Government Raises Export Duty and Levy on Crude Palm Oil in March by 20.40 US Dollars

| | Source: KOMPAS Translated from Indonesian | Trade

Jakarta – The government has raised the export duty and levy on crude palm oil (CPO) for the period of 1–31 March 2026. The increase amounts to 2.22 per cent compared with the period of 1–29 February 2026.

The Director-General of Foreign Trade at the Ministry of Trade, Tommy Andana, stated that the increase in export levy equalled US$20.40.

“The reference price (HR) for CPO in March 2026 strengthened compared with the previous period,” said Tommy in an official statement on Saturday (28 February 2026).

The February period recorded an export duty and levy on CPO products of US$918.47 per metric tonne.

Tommy explained that the CPO export duty for March 2026 is based on Column 7 of Appendix C of Finance Minister Regulation Number 38 of 2024 read together with Finance Minister Regulation Number 68 of 2025. The determination of the CPO export levy refers to Appendix A of Finance Minister Regulation Number 69 of 2025.

The reference price is established on the basis of the average price for the period from 20 January to 19 February 2026. The Indonesia CPO Exchange recorded US$882.76 per metric tonne.
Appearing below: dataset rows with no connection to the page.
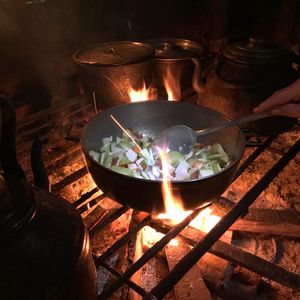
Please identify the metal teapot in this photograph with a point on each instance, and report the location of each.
(44, 251)
(246, 73)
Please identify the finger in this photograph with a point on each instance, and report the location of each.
(290, 110)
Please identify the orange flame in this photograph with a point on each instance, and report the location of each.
(172, 85)
(140, 94)
(175, 211)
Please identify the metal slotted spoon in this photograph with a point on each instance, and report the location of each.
(181, 137)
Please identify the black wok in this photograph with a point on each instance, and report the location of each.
(151, 117)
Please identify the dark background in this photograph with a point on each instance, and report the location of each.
(38, 37)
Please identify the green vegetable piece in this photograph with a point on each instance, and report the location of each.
(174, 157)
(124, 161)
(216, 167)
(105, 148)
(191, 161)
(124, 171)
(107, 161)
(125, 145)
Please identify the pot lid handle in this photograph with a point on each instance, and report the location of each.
(256, 51)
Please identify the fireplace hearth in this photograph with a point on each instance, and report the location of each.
(251, 253)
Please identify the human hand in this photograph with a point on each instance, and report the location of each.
(283, 102)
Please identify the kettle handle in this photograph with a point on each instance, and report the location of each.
(8, 153)
(196, 76)
(200, 73)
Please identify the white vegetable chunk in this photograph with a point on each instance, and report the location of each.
(181, 172)
(131, 155)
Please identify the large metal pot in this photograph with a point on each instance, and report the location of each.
(108, 70)
(151, 117)
(180, 61)
(245, 74)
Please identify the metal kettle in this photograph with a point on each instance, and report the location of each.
(44, 251)
(245, 74)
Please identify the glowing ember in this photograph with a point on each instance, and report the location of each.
(172, 85)
(206, 220)
(141, 94)
(150, 236)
The Malaysia CPO Exchange stood at US$994.97 per metric tonne. The Port CPO price in Rotterdam reached US$1,252.36 per metric tonne.

Trade Minister Regulation Number 35 of 2025 stipulates that where the difference between the average of three price sources exceeds US$40 per metric tonne, the reference price is determined using the two sources that represent the median and are closest to the median.

“Thus, the reference price is sourced from the Malaysia CPO Exchange and the Indonesia CPO Exchange. Based on this calculation, the reference price for CPO is established at US$938.87 per metric tonne,” said Tommy.

Tommy stated that the increase in the CPO reference price was driven by increased demand from importing countries, particularly from major importing nations such as India and China, which was not matched by an increase in supply. The limited supply resulted from a decline in production and an increase in the price of other vegetable oils, specifically soya bean oil.

The government has also established the reference price for cocoa beans in March at US$4,047.45 per metric tonne. This figure is down 29.21 per cent compared with the previous period, which was recorded at US$1,669.99.

The decrease in the cocoa bean reference price has affected a fall in the export benchmark price for March 2026 to US$3,722 per metric tonne. This represents a decline of 39.44 per cent or US$1,628 from the previous period.

“The fall in the reference price and export benchmark price for cocoa beans is influenced by a decline in demand that is not matched by an increase in supply as production improves in major producing countries such as Côte d’Ivoire,” said Tommy.